America’s top physician, Dr. Anthony Fauci, had a message for Republican officials who scapegoat immigrants for coronavirus spread:
“Let’s face reality here.”
“The problem is within our own country,” Fauci explained in a recent interview on CNN. “Focusing on immigrants, expelling them… is not the solution to an outbreak.”
Dr. Fauci is not alone. Many public health experts like ourselves are alarmed that the tools of our trade are being weaponized against the most vulnerable among us.
To this day, the Centers for Disease Control and Prevention (CDC) continues to back a pseudoscientific and discriminatory policy that the Biden administration uses to carry out mass expulsions of asylum seekers, such as the appalling recent scenes from Del Rio, Texas.
Earlier this week, the Biden administration announced it intends to continue this policy despite the announcement that vaccinated tourists, shoppers, and visitors will now be able to cross our borders, in addition to truck drivers and a long list of other persons dubbed “essential” who were permitted to cross throughout the pandemic. This week’s announcement conspicuously left out one group yet again: Asylum seekers.
From its inception under the Trump administration, the misuse of “Title 42” to block and expel asylum seekers — despite the objections of senior CDC experts and other public health professionals — was based on political, rather than scientific, considerations, rooted in racist tropes and populistic untruths.
Now the Biden administration similarly invokes “public health” to justify the expulsion of thousands of people to danger, in violation of both domestic and international laws of asylum. By continuing to stand by this policy, the CDC is sanctioning the ongoing politicization of the institution, weakening its authority, and decreasing public trust in the agency.
In its most recent Title 42 order, the CDC notes the emergence of the more infectious delta variant as a key reason for the continued expulsion of asylum-seekers. However, the CDC acknowledges in that same order that mitigation measures, such as masking and social distancing, work to prevent the spread of disease; it even lauds the ongoing program for unaccompanied minors as an example of the protection that mitigation measures provide.
The CDC’s claims that U.S. Customs and Border Protection (CBP) lacks the capacity to implement such measures beyond minors are not tenable. The agency has an annual budget of $18 billion. Moreover, more than 20 months into the pandemic, we have a track record of successfully implementing such mitigation measures by agencies in other U.S. settings. The U.S. asks Pakistan — a country with a fraction of our resources — to keep their borders open to Afghan refugees. We certainly have the capacity to do the same.
The CDC also justifies the Title 42 order by citing the enhanced risks of COVID-19 transmission in congregate settings. This mistakenly assumes that asylum seekers must be detained, a practice long denounced as unnecessary, inhumane and detrimental to the health of migrants and surrounding communities.

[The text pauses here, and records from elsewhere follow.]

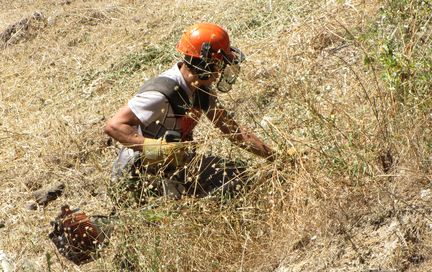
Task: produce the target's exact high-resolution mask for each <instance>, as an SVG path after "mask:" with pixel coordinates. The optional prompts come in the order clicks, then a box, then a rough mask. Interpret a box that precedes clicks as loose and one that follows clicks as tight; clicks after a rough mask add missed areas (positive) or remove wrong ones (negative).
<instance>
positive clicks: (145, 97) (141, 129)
mask: <svg viewBox="0 0 432 272" xmlns="http://www.w3.org/2000/svg"><path fill="white" fill-rule="evenodd" d="M180 65H181V64H180V63H177V64H175V65H174V66H172V67H171V69H169V70H167V71H165V72H164V73H162V74H160V75H159V76H160V77H167V78H170V79H173V80H174V81H176V82H177V84H179V86H180V87H181V88H182V89H183V90H184V91H185V92H186V93H187V95H188V96H189V99H192V91H191V90H190V89H189V87H188V86H187V84H186V81H185V80H184V78H183V76H182V74H181V72H180V69H179V66H180ZM128 106H129V108H130V109H131V111H132V112H133V113H134V114H135V116H136V117H137V118H138V119H139V120H140V121H141V122H142V123H143V125H144V126H139V127H138V131H139V133H140V134H141V135H143V136H147V137H151V138H160V137H163V135H164V133H165V131H166V130H177V131H179V130H180V120H179V119H178V118H175V116H174V112H173V109H172V107H171V106H170V104H169V102H168V99H166V97H165V96H164V95H163V94H161V93H160V92H158V91H147V92H142V93H139V94H137V95H135V96H134V97H133V98H132V99H131V100H129V102H128Z"/></svg>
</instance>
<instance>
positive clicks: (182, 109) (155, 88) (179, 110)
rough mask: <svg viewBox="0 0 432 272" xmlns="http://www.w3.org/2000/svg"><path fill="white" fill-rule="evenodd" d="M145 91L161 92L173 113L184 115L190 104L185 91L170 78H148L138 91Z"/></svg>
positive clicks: (164, 77)
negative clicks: (150, 78) (164, 96)
mask: <svg viewBox="0 0 432 272" xmlns="http://www.w3.org/2000/svg"><path fill="white" fill-rule="evenodd" d="M145 91H157V92H160V93H161V94H163V95H164V96H165V97H166V99H168V102H169V103H170V105H171V108H172V109H173V111H174V114H175V115H185V113H186V111H187V109H189V108H191V106H192V105H191V102H190V101H189V97H188V95H187V93H186V92H185V91H184V90H183V89H182V88H181V87H180V86H179V85H178V84H177V82H176V81H175V80H173V79H171V78H167V77H156V78H153V79H150V80H148V81H147V82H145V83H144V85H143V86H142V87H141V89H140V91H139V93H142V92H145Z"/></svg>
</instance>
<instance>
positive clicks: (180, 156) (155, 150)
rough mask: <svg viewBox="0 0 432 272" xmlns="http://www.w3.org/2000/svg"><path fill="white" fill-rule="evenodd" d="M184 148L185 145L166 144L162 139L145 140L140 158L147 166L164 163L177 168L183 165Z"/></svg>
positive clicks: (172, 142)
mask: <svg viewBox="0 0 432 272" xmlns="http://www.w3.org/2000/svg"><path fill="white" fill-rule="evenodd" d="M186 148H187V146H186V145H185V143H181V142H169V143H168V142H166V141H165V140H163V139H149V138H145V139H144V143H143V147H142V154H143V155H142V157H143V160H144V162H147V163H149V164H155V163H166V164H171V165H174V166H175V167H179V166H183V165H184V164H185V159H186Z"/></svg>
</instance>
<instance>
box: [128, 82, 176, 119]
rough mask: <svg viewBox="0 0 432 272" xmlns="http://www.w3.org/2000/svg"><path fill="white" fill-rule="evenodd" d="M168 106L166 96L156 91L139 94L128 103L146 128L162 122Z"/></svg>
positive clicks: (152, 91) (132, 111) (128, 104)
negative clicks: (159, 121)
mask: <svg viewBox="0 0 432 272" xmlns="http://www.w3.org/2000/svg"><path fill="white" fill-rule="evenodd" d="M168 105H169V104H168V100H167V99H166V98H165V96H164V95H163V94H161V93H160V92H156V91H148V92H142V93H139V94H137V95H135V96H134V97H133V98H132V99H131V100H129V102H128V106H129V108H130V109H131V111H132V112H133V113H134V114H135V116H136V117H137V118H138V119H139V120H140V121H141V123H143V124H144V126H149V125H150V124H151V123H153V122H156V121H158V120H159V121H161V122H162V121H163V120H160V119H162V117H163V116H164V115H165V112H166V111H167V106H168Z"/></svg>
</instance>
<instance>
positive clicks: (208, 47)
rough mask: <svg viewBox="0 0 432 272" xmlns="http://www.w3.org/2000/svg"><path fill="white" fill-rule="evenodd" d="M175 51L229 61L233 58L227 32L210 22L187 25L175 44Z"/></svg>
mask: <svg viewBox="0 0 432 272" xmlns="http://www.w3.org/2000/svg"><path fill="white" fill-rule="evenodd" d="M177 51H179V52H180V53H182V54H184V55H185V56H189V57H193V58H201V59H204V60H205V61H206V62H209V61H211V60H212V59H213V60H215V59H217V60H221V61H224V62H230V61H232V59H233V54H232V52H231V46H230V40H229V36H228V33H227V32H226V31H225V30H224V29H223V28H222V27H220V26H218V25H216V24H211V23H198V24H195V25H192V26H190V27H188V28H187V29H186V30H185V32H184V33H183V36H182V37H181V39H180V41H179V42H178V44H177Z"/></svg>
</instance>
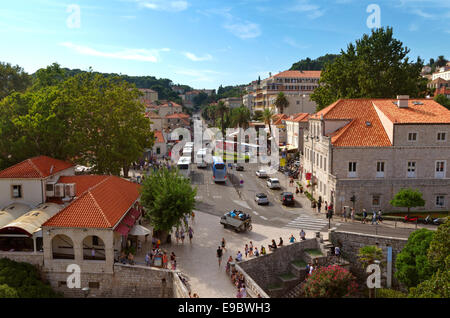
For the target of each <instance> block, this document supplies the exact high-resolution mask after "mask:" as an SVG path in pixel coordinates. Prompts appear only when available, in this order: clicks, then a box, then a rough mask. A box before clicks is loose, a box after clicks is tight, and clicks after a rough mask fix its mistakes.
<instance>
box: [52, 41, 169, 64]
mask: <svg viewBox="0 0 450 318" xmlns="http://www.w3.org/2000/svg"><path fill="white" fill-rule="evenodd" d="M60 45H61V46H64V47H66V48H69V49H71V50H73V51H75V52H77V53H80V54H82V55H89V56H97V57H107V58H113V59H121V60H131V61H141V62H152V63H156V62H158V61H159V60H160V54H159V53H160V52H168V51H170V49H168V48H163V49H151V50H147V49H123V50H121V51H117V52H103V51H99V50H96V49H94V48H91V47H88V46H83V45H77V44H73V43H71V42H63V43H60Z"/></svg>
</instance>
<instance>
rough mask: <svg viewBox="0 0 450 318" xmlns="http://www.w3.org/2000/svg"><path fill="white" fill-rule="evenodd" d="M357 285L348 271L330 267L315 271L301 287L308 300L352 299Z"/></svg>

Public health experts have repeatedly recommended other approaches to safely process asylum cases. Community-based initiatives such as the Family Case Management Program, provide high compliance at a fraction of the cost of individual detention. Yet these approaches have been disregarded, as have public health measures that can mitigate disease transmission risks in instances where congregate settings for brief periods cannot be avoided.
The U.S. has a long history of stoking fears of disease to galvanize support for anti-immigration policies. Border Patrol agents on horseback, terrorizing Haitian asylum-seekers, fits this tradition of xenophobia and racism. Sen. Ted Cruz (R) of Texas and Florida Gov. Ron DeSantis (R) have blamed migrants for the increased rates of COVID-19 in their states — false narratives that epidemiologists and public health experts have debunked.

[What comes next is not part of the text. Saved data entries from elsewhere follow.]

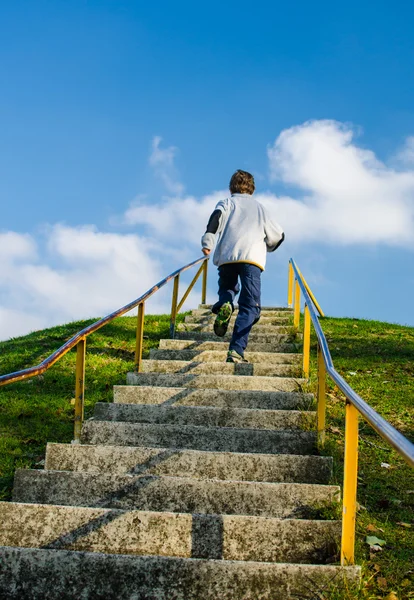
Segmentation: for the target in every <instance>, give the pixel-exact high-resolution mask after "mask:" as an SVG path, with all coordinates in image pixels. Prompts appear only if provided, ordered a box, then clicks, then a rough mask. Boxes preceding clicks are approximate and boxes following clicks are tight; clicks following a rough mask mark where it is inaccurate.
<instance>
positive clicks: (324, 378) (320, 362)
mask: <svg viewBox="0 0 414 600" xmlns="http://www.w3.org/2000/svg"><path fill="white" fill-rule="evenodd" d="M325 420H326V366H325V361H324V360H323V354H322V349H321V347H320V345H319V344H318V406H317V422H318V445H319V446H320V447H323V446H324V445H325Z"/></svg>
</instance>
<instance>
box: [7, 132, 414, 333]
mask: <svg viewBox="0 0 414 600" xmlns="http://www.w3.org/2000/svg"><path fill="white" fill-rule="evenodd" d="M176 153H177V149H176V148H175V147H172V146H171V147H168V148H166V149H163V148H162V147H161V138H159V137H156V138H154V140H153V146H152V154H151V156H150V159H149V160H150V164H151V166H152V167H153V168H154V170H155V172H156V174H157V176H158V177H160V178H161V180H162V181H163V182H164V185H165V186H166V188H167V190H168V192H169V193H171V194H172V196H171V197H169V198H164V199H163V200H162V202H160V203H157V204H156V203H153V202H150V200H148V197H146V196H139V197H138V199H137V200H135V201H134V202H133V203H131V205H130V206H129V208H128V209H127V210H126V212H125V213H124V215H123V217H122V220H120V221H118V224H122V225H124V226H125V225H129V226H140V231H143V232H144V233H143V234H142V233H141V234H140V235H137V234H121V233H104V232H101V231H98V230H97V229H96V227H94V226H79V227H67V226H64V225H59V224H57V225H51V226H48V227H46V228H44V230H43V233H42V235H43V236H44V239H43V238H42V239H38V238H36V239H35V237H33V236H30V235H26V234H19V233H16V232H3V233H0V339H2V338H3V339H4V338H5V337H8V336H11V335H19V334H22V333H25V332H27V331H28V330H31V329H35V328H38V327H45V326H50V325H53V324H58V323H62V322H67V321H70V320H73V319H81V318H87V317H99V316H100V315H104V314H107V313H109V312H111V311H112V310H115V309H117V308H119V307H120V306H122V305H124V304H127V303H128V302H130V301H131V300H132V299H134V298H136V297H137V296H139V295H140V294H142V293H143V292H145V291H146V290H147V289H149V288H150V287H152V285H154V284H155V283H156V282H157V281H159V280H160V279H161V278H162V277H163V276H165V275H166V274H167V273H169V272H170V271H172V270H173V269H174V268H177V267H179V266H181V265H183V264H185V263H186V262H189V261H190V260H193V259H194V258H196V257H197V256H200V255H201V252H200V238H201V235H202V234H203V232H204V231H205V226H206V224H207V220H208V217H209V215H210V214H211V212H212V210H213V209H214V207H215V205H216V203H217V201H218V200H220V199H222V198H224V197H225V196H226V195H227V194H228V191H227V190H222V191H216V192H212V193H211V194H207V195H205V196H203V197H201V198H197V197H195V196H191V195H185V196H183V190H184V186H183V185H182V184H181V183H180V182H179V180H178V177H177V173H176V170H175V166H174V161H175V157H176ZM268 160H269V169H270V174H271V181H274V182H278V184H279V185H280V184H283V185H287V186H289V187H288V188H287V189H289V194H287V193H285V194H278V195H277V194H275V193H273V192H271V191H267V192H263V193H257V196H256V197H257V198H258V199H259V200H260V201H261V202H263V204H265V205H266V207H267V208H268V210H269V212H270V213H271V214H272V215H273V217H274V219H275V220H276V221H278V222H280V223H281V224H282V225H283V227H284V230H285V232H286V240H287V241H286V244H284V245H283V246H282V249H281V251H279V252H278V256H277V261H276V263H277V264H278V265H281V264H282V262H283V260H284V259H285V258H287V253H290V252H291V251H292V250H293V248H292V245H293V246H294V245H296V247H297V249H295V250H294V252H295V256H297V254H299V248H302V249H304V252H302V254H303V255H304V256H305V258H306V255H307V254H309V247H310V246H309V244H311V245H312V246H311V247H312V250H313V251H316V252H321V253H322V255H323V254H324V253H325V252H326V247H327V246H329V247H330V248H332V249H333V248H334V247H335V246H336V247H337V246H351V245H374V244H387V245H392V246H404V247H406V248H408V249H412V248H413V242H414V166H413V165H414V138H408V139H407V142H406V144H405V146H404V148H403V149H402V150H401V151H400V152H399V154H398V155H397V158H396V159H395V158H394V163H393V167H391V166H389V165H387V164H385V163H383V162H381V161H380V160H378V158H377V157H376V156H375V154H374V153H373V152H372V151H371V150H367V149H364V148H362V147H360V146H358V145H357V143H356V141H355V131H354V130H353V129H352V127H350V126H348V125H344V124H341V123H337V122H334V121H312V122H308V123H305V124H303V125H300V126H297V127H292V128H290V129H287V130H285V131H283V132H282V133H281V134H280V135H279V136H278V138H277V139H276V140H275V142H274V144H272V145H271V146H270V147H269V148H268ZM291 190H296V192H295V193H294V192H292V191H291ZM43 242H45V243H43ZM191 277H192V272H191V273H189V274H186V275H185V276H183V284H184V281H187V279H188V281H190V280H191ZM183 289H184V285H183ZM170 293H171V291H170V290H165V289H164V290H163V291H162V292H161V293H160V294H157V295H156V296H155V297H154V300H151V301H150V303H149V307H148V311H151V312H164V311H168V309H169V305H170V301H171V300H170ZM197 302H198V298H197V301H196V303H197ZM187 305H188V303H187Z"/></svg>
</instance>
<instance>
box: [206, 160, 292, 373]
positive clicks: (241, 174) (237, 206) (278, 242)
mask: <svg viewBox="0 0 414 600" xmlns="http://www.w3.org/2000/svg"><path fill="white" fill-rule="evenodd" d="M254 190H255V185H254V178H253V175H251V174H250V173H247V171H241V170H238V171H236V172H235V173H234V175H233V176H232V178H231V180H230V193H231V197H230V198H226V200H222V201H220V202H219V203H218V204H217V206H216V208H215V210H214V212H213V213H212V215H211V217H210V219H209V222H208V225H207V230H206V232H205V234H204V235H203V237H202V238H201V245H202V250H203V253H204V254H205V255H208V254H210V252H211V250H212V248H213V246H214V243H215V241H216V237H217V245H216V250H215V253H214V264H215V265H217V266H218V271H219V291H218V295H219V300H218V302H217V303H216V304H215V305H214V306H213V308H212V311H213V313H214V314H216V315H217V317H216V320H215V322H214V332H215V333H216V335H218V336H220V337H223V336H224V335H225V334H226V331H227V328H228V325H229V322H230V318H231V315H232V313H233V310H234V304H233V303H234V298H235V297H236V295H237V294H238V293H239V291H240V286H239V282H238V280H239V278H240V283H241V292H240V296H239V314H238V315H237V319H236V322H235V325H234V329H233V335H232V338H231V341H230V347H229V351H228V354H227V361H226V362H231V363H240V362H248V361H247V360H246V359H245V358H244V351H245V349H246V346H247V342H248V338H249V333H250V330H251V328H252V327H253V325H254V324H255V323H257V321H258V320H259V318H260V276H261V274H262V271H264V268H265V263H266V252H274V251H275V250H276V248H278V247H279V246H280V244H281V243H282V242H283V240H284V238H285V235H284V233H283V230H282V228H281V227H280V225H278V224H277V223H275V222H272V221H271V220H270V219H269V216H268V215H267V213H266V211H265V209H264V207H263V206H262V205H261V204H259V202H257V200H255V199H253V198H252V195H253V193H254Z"/></svg>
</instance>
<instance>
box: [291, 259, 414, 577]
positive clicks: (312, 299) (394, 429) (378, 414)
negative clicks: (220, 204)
mask: <svg viewBox="0 0 414 600" xmlns="http://www.w3.org/2000/svg"><path fill="white" fill-rule="evenodd" d="M293 290H295V294H294V304H293V314H294V323H295V327H297V328H298V327H299V318H300V293H301V292H302V293H303V296H304V299H305V309H304V330H303V373H304V376H305V377H306V378H308V377H309V362H310V323H311V322H312V324H313V326H314V328H315V333H316V336H317V339H318V361H317V363H318V367H317V368H318V392H317V401H318V404H317V431H318V444H319V446H323V444H324V442H325V422H326V375H327V374H328V375H329V376H330V377H331V379H332V380H333V381H334V382H335V384H336V385H337V386H338V388H339V389H340V390H341V391H342V392H343V394H344V395H345V397H346V405H345V457H344V485H343V488H344V490H343V503H342V538H341V564H342V565H349V564H354V562H355V523H356V507H357V483H358V419H359V415H361V416H362V417H363V418H364V419H365V421H367V423H369V425H370V426H371V427H372V428H373V429H374V430H375V431H376V432H377V433H378V434H379V435H380V436H381V437H382V438H383V439H384V440H385V441H386V442H387V443H388V444H390V445H391V446H392V447H393V448H394V449H395V450H396V451H397V452H398V453H399V454H400V455H401V456H402V457H403V458H404V459H405V460H406V461H407V463H408V464H409V465H410V466H411V467H414V444H412V443H411V442H410V440H408V439H407V438H406V437H404V436H403V435H402V434H401V433H400V432H399V431H397V429H395V428H394V427H393V426H392V425H391V424H390V423H388V421H386V420H385V419H384V418H383V417H381V416H380V415H379V414H378V413H377V412H376V411H375V410H374V409H373V408H372V407H371V406H369V404H367V403H366V402H365V400H363V399H362V398H361V397H360V396H359V395H358V394H357V393H356V392H355V391H354V390H353V389H352V388H351V386H350V385H349V384H348V383H347V382H346V381H345V380H344V379H343V378H342V377H341V376H340V375H339V373H338V372H337V371H336V370H335V368H334V366H333V362H332V357H331V354H330V352H329V347H328V343H327V341H326V337H325V335H324V333H323V331H322V328H321V326H320V323H319V319H318V316H317V314H316V311H318V312H319V314H320V315H321V316H323V313H322V311H321V308H320V306H319V304H317V302H316V300H315V297H314V295H313V294H312V293H311V291H310V290H309V286H308V285H307V283H306V281H305V280H304V278H303V275H302V273H301V272H300V270H299V268H298V267H297V265H296V264H295V262H294V261H293V259H291V260H290V261H289V281H288V304H289V306H292V302H293ZM315 309H316V310H315Z"/></svg>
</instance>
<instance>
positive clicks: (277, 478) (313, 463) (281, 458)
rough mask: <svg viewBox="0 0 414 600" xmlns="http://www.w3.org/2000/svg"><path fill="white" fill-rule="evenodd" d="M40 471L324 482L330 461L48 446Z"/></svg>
mask: <svg viewBox="0 0 414 600" xmlns="http://www.w3.org/2000/svg"><path fill="white" fill-rule="evenodd" d="M45 469H47V470H52V471H84V472H88V473H106V474H108V475H126V474H130V475H139V474H141V475H144V474H145V475H169V476H175V477H192V478H195V479H232V480H235V481H268V482H297V483H329V480H330V477H331V475H332V458H331V457H327V456H297V455H294V454H275V455H271V454H242V453H235V452H201V451H197V450H175V449H170V448H139V447H138V448H136V447H133V446H88V445H81V444H48V445H47V448H46V461H45Z"/></svg>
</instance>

The Title 42 order helps to fuel this rhetoric. As part of its public health mandate, the CDC should dismantle tropes that present migrants as vectors of disease rather than promote them.

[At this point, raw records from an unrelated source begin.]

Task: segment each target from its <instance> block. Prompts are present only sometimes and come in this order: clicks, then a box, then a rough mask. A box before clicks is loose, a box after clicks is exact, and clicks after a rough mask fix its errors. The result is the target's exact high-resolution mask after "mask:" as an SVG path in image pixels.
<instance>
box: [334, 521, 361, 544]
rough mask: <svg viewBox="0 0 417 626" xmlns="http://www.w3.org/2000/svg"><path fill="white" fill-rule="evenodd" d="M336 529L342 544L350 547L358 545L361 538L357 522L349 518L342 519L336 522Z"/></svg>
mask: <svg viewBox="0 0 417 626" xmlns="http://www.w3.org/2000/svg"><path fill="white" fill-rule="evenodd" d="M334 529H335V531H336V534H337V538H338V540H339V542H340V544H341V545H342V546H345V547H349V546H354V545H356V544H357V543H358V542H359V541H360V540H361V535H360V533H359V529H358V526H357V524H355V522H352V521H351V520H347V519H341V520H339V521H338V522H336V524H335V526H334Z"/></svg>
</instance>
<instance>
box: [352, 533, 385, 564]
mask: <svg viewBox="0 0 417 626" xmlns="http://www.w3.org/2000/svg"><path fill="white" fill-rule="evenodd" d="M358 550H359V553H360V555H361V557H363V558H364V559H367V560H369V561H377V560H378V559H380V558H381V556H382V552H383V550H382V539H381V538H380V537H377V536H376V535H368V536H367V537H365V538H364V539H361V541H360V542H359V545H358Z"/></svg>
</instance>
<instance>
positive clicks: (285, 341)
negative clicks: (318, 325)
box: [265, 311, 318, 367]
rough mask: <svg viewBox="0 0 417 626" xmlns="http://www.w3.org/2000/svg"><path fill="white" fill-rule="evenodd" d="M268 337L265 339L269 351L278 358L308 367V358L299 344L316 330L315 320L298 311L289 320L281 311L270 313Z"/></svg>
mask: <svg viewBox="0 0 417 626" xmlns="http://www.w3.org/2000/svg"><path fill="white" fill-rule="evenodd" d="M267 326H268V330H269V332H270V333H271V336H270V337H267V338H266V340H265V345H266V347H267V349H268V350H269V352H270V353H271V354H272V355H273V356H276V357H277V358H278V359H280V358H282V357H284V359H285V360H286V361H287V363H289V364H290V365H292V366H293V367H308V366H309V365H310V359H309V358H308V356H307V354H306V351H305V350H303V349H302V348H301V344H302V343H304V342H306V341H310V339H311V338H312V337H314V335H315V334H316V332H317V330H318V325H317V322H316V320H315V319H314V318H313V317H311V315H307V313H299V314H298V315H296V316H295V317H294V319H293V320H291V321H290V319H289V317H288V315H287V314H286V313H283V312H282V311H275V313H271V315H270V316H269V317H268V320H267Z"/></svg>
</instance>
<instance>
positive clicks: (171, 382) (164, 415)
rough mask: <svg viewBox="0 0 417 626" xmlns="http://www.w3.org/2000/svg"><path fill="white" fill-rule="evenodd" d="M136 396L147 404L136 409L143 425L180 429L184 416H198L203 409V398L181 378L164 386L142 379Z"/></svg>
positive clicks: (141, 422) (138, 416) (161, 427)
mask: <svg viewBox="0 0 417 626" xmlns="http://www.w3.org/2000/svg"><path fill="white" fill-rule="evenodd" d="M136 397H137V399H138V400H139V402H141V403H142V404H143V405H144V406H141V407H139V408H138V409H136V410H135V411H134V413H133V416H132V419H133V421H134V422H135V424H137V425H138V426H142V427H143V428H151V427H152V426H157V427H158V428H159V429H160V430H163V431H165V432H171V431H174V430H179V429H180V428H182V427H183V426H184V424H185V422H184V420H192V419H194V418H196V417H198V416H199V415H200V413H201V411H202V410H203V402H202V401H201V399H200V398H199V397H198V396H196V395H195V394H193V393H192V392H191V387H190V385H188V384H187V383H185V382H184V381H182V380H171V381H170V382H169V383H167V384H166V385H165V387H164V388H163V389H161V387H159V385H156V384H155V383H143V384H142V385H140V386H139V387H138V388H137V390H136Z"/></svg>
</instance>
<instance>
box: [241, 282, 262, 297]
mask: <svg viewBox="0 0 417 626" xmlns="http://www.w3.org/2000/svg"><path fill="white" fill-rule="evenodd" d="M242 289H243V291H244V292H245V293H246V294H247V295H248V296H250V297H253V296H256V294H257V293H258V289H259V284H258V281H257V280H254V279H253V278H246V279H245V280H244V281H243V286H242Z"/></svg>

When public health policy is subverted to serve political agendas, or to exclude, control, or discriminate against certain groups, we are all at risk. War, persecution and torture do not pause for pandemics, and the right to seek asylum is enshrined in both domestic and international law.
Twenty months into this pandemic, we have an arsenal of proven public health tools, including testing, vaccines and other common sense public health measures that would allow the United States to process asylum-seekers effectively. It is time to definitively end Title 42.
Monette Zard, MA, is the Allan Rosenfield associate professor of Forced Migration and Health, director of the Forced Migration and Health Program in the Heilbrunn Department of Population and Family Health at Columbia University’s Mailman School of Public Health. Michele Heisler, MD, MPA, is medical director, Physicians for Human Rights, and professor of Internal Medicine and Public Health at the University of Michigan. Paul B. Spiegel, MD, MPH, is professor of the Practice, Health Systems, in the Department of International Health at Johns Hopkins Bloomberg School of Public Health and director of the Johns Hopkins Center for Humanitarian Health. Ronald Waldman, MD, MPH, is professor emeritus of Global Health at the Milken Institute School of Public Health at The George Washington University and president and chair of the Board of Directors, Doctors of the World – USA.